I know people will then say, it changes nothing, we’ll still see marginal calls where a goal is disallowed for being a fraction beyond the new line, however, the advantage of this system is that even in these cases, it should be pretty clear, with the lines removed to agree that the player is indeed offside.

The two lines approach accepts the reality that unlike in tennis, where the lines are stationary, and technology is measuring the moving object against a fixed position, in the offside rule, officials and technology are making a judgement involving at least four objects, all of which are usually in motion: the player passing the ball, the ball, the defenders and attackers. The accuracy of any judgement or measurement that VAR provides is then much more complex and simple variables such as the number of frames captured per second, position of cameras, colours of kits, etc, can affect the accuracy of what the VAR officials see on their monitors and what they ultimately measure. In my opinion, if we are to give the benefit of the doubt to the attacking player, then this seems to me a realistic way of doing so in practice.
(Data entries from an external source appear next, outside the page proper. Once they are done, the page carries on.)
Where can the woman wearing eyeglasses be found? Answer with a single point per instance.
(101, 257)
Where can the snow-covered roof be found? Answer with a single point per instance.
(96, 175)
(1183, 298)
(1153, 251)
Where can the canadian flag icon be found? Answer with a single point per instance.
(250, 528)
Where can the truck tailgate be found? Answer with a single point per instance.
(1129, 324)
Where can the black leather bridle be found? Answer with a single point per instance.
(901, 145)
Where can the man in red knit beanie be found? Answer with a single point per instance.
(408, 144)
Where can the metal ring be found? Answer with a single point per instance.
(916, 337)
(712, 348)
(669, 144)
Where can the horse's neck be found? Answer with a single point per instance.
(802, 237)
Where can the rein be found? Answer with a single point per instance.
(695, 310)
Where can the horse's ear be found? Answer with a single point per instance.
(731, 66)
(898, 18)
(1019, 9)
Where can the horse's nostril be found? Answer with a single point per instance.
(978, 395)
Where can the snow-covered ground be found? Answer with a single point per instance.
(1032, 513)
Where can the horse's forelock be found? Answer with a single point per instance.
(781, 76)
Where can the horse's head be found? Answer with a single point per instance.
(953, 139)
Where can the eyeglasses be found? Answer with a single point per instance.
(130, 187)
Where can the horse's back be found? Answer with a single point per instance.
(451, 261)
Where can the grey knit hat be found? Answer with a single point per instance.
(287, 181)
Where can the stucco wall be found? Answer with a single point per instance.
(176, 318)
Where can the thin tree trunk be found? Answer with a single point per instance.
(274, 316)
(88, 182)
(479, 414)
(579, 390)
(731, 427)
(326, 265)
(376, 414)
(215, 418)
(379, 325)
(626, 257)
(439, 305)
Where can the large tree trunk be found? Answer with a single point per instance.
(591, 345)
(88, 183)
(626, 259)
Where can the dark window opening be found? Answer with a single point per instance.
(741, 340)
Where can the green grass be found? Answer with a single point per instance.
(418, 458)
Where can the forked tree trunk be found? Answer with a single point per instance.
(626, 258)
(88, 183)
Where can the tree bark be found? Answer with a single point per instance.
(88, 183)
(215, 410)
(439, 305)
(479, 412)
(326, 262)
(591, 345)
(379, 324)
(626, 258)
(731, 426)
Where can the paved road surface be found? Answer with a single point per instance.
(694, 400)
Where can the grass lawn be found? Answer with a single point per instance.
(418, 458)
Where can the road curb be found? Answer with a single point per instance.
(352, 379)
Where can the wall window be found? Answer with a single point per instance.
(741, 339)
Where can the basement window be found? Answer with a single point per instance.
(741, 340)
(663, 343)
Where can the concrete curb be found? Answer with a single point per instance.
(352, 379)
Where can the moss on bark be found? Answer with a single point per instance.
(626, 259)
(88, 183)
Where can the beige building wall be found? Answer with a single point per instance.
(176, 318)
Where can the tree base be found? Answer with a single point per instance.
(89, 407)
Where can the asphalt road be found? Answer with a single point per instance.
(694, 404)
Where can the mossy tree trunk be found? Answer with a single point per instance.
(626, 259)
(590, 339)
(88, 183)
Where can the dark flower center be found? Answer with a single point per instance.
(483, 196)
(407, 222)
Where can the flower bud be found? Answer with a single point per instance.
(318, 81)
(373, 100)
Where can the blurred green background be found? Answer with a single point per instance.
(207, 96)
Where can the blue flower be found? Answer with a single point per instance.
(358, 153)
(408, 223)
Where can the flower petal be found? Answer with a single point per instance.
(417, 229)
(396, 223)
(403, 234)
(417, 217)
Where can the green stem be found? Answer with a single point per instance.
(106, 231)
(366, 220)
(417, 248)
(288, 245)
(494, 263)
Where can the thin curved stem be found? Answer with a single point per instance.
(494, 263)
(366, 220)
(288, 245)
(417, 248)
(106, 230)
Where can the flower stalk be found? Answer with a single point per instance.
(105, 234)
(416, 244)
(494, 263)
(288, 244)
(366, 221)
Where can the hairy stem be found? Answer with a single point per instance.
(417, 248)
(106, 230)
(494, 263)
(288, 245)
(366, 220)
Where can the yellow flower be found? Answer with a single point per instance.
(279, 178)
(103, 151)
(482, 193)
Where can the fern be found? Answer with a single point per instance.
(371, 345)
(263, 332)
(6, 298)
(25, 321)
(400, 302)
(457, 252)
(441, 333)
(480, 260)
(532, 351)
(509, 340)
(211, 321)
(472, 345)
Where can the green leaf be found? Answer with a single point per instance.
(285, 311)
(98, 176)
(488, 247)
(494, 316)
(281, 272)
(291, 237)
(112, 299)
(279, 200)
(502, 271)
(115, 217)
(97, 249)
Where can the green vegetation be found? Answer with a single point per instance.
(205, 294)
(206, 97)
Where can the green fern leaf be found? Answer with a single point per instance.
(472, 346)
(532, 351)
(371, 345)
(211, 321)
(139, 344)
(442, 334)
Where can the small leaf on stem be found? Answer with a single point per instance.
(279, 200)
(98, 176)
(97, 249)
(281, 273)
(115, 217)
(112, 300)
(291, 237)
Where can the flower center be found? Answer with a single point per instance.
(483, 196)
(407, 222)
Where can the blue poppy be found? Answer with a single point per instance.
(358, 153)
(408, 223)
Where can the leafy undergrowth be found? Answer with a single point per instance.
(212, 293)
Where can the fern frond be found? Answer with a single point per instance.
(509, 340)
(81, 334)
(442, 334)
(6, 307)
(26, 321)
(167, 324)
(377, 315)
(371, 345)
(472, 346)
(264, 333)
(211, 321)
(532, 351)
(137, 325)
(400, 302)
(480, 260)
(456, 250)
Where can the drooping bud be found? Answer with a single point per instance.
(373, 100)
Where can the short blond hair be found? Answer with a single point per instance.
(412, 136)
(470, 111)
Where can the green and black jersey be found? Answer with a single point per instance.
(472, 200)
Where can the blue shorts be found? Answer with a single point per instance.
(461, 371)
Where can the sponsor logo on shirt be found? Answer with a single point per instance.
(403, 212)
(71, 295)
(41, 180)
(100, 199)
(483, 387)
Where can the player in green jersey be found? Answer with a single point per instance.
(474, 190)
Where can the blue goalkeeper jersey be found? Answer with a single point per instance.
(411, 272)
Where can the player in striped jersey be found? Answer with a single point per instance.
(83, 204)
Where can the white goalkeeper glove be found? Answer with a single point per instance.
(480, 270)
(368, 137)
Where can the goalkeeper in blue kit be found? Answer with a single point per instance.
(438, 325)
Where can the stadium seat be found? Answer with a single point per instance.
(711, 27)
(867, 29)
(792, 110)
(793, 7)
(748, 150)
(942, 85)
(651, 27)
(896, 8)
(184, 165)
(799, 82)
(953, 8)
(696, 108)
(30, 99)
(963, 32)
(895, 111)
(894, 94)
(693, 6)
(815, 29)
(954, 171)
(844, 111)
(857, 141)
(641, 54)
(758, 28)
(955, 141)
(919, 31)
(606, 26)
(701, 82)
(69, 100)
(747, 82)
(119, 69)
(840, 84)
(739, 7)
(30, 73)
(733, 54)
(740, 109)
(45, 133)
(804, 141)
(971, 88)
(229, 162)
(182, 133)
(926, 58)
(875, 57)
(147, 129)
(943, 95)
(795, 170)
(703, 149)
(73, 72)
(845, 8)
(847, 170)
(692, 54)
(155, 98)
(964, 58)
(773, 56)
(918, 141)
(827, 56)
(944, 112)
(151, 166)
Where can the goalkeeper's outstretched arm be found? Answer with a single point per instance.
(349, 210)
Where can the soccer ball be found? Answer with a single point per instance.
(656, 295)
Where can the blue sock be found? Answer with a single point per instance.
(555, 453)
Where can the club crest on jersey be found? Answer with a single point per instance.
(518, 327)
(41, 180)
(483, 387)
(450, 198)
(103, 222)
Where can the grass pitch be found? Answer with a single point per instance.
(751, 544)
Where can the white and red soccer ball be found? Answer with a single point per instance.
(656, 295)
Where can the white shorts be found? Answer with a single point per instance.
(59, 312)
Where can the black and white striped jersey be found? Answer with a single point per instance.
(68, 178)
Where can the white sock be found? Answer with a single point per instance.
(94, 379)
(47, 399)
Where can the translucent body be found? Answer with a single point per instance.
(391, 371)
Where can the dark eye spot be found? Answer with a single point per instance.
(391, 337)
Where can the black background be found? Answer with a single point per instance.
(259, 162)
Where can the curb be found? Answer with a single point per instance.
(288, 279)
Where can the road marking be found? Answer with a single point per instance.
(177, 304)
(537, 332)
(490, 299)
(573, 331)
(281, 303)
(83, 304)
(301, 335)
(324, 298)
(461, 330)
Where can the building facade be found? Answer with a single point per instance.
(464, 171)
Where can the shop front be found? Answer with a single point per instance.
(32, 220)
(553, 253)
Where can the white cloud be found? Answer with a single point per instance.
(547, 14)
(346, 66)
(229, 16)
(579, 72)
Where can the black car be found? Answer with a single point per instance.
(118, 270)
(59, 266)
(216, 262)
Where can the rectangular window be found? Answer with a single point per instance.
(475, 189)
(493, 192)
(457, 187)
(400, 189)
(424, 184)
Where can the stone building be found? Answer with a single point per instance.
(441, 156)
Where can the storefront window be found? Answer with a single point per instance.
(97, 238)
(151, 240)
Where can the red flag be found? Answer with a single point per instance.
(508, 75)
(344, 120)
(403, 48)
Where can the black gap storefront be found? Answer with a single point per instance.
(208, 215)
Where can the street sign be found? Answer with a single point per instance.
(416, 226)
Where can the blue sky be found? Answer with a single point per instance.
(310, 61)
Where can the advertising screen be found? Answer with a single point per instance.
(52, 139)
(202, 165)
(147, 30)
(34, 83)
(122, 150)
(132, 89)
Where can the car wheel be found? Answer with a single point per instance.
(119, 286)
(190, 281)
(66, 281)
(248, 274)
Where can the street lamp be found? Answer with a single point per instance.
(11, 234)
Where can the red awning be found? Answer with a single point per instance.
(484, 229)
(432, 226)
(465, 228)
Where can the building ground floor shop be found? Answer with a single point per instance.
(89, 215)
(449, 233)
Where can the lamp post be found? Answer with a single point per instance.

Alongside this change, or even as an alternative to it, I would recommend another, specifically for VAR decisions, which, unlike on-filed referee decisions, are always calls made after the passage of play has ended. This has to do with where of the attackers body the line is drawn from. I would recommend that VAR lines are only drawn from the part of the body that the attacker next uses to maneuver or affect the ball. So, if, following the pass forward, the attacker’s next touch is with his head, then draw the VAR line from his head. if the ball is controlled with the feet, then the line gets drawn from his feet. This would almost by definition rule out the spurious offside calls for pointing for where you want the ball played, or the offside-by-an-armpit call, as we rarely see players using hands or armpits in play.

Alternately, all players could all start using grass green boots and kit and body paint – camo style.
Rob, AFC


…Gareth this morning is exactly right highlighting VAR’s inaccuracies with the choice of frame with the blurry ball. This can’t show that the ball has left the foot. Trouble is the rules say “The first point of contact of the ‘play’ or ‘touch’ of the ball should be used”. Direct quote from the FA.com Law 11 – Offside (thefa.com)

Its not about when the contact ends, its about when the contact starts. This means that if the ball is blurry it is the wrong frame to use. It is already too late to make the assessment.

VAR offsides are not 100% accurate and they are used as if they are. This needs to stop.